Scottish Fiction Classics by Unknown

Scottish Fiction Classics by Unknown

Author:Unknown
Language: eng
Format: epub
Publisher: Palimpsest Book Production Limited
Published: 2014-07-16T00:00:00+00:00


The mention of these rambles brings me to a strange scene of which I was a witness. There was one walk I never followed myself without emotion, so often had I gone there upon miserable errands, so much had there befallen against the house of Durrisdeer. But the path lay handy from all points beyond the Muckle Ross; and I was driven, although much against my will, to take my use of it perhaps once in the two months. It befell when Mr Alexander was of the age of six or seven, I had some business on the far side in the morning, and entered the shrubbery, on my homeward way, about nine of a bright forenoon. It was that time of year when the woods are all in their spring colours, the thorns all in flower, and the birds in the high season of their singing. In contrast to this merriment, the shrubbery was only the more sad, and I the more oppressed by its associations. In this situation of spirit it struck me disagreeably to hear voices a little way in front, and to recognize the tones of my lord and Mr Alexander. I pushed ahead, and came presently into their view. They stood together in the open space where the duel was, my lord with his hand on his son’s shoulder, and speaking with some gravity. At least, as he raised his head upon my coming, I thought I could perceive his countenance to lighten.

‘Ah!’ says he, ‘here comes the good Mackellar. I have just been telling Sandie the story of this place, and how there was a man whom the devil tried to kill, and how near he came to kill the devil instead.’

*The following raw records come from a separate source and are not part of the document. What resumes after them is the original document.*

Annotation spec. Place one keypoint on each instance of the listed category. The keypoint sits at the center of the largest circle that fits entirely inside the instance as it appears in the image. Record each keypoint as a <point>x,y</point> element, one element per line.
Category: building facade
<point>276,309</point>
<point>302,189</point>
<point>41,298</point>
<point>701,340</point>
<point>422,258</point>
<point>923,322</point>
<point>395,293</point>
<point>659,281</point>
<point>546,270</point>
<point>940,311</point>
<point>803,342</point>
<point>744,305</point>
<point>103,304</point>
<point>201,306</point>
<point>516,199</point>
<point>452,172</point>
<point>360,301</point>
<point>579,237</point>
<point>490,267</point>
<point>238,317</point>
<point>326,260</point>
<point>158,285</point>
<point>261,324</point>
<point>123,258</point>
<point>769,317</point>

I had thought it strange enough he should bring the child into that scene; that he should actually be discoursing of his act, passed measure. But the worst was yet to come; for he added, turning to his son, – ‘You can ask Mackellar; he was here and saw it.’

‘Did you really see the devil?’ asked the child.

‘I have not heard the tale,’ I replied; ‘and I am in a press of business.’ So far I said, sourly, fencing with the embarrassment of the position; and suddenly the bitterness of the past, and the terror of that scene by candlelight, rushed in upon my mind. I bethought me that, for a difference of a second’s quickness in parade, the child before me might have never seen the day; and the emotion that always fluttered round my heart in that dark shrubbery burst forth in words. ‘But so much is true,’ I cried, ‘that I have met the devil in these woods, and seen him foiled here. Blessed be God that we escaped with life – blessed be God that one stone yet stands upon another in the walls of Durrisdeer! And, oh! Mr Alexander, if ever you come by this spot, though it was a hundred years hence, and you came with the gayest and the highest in the land, I would step aside and remember a bit prayer.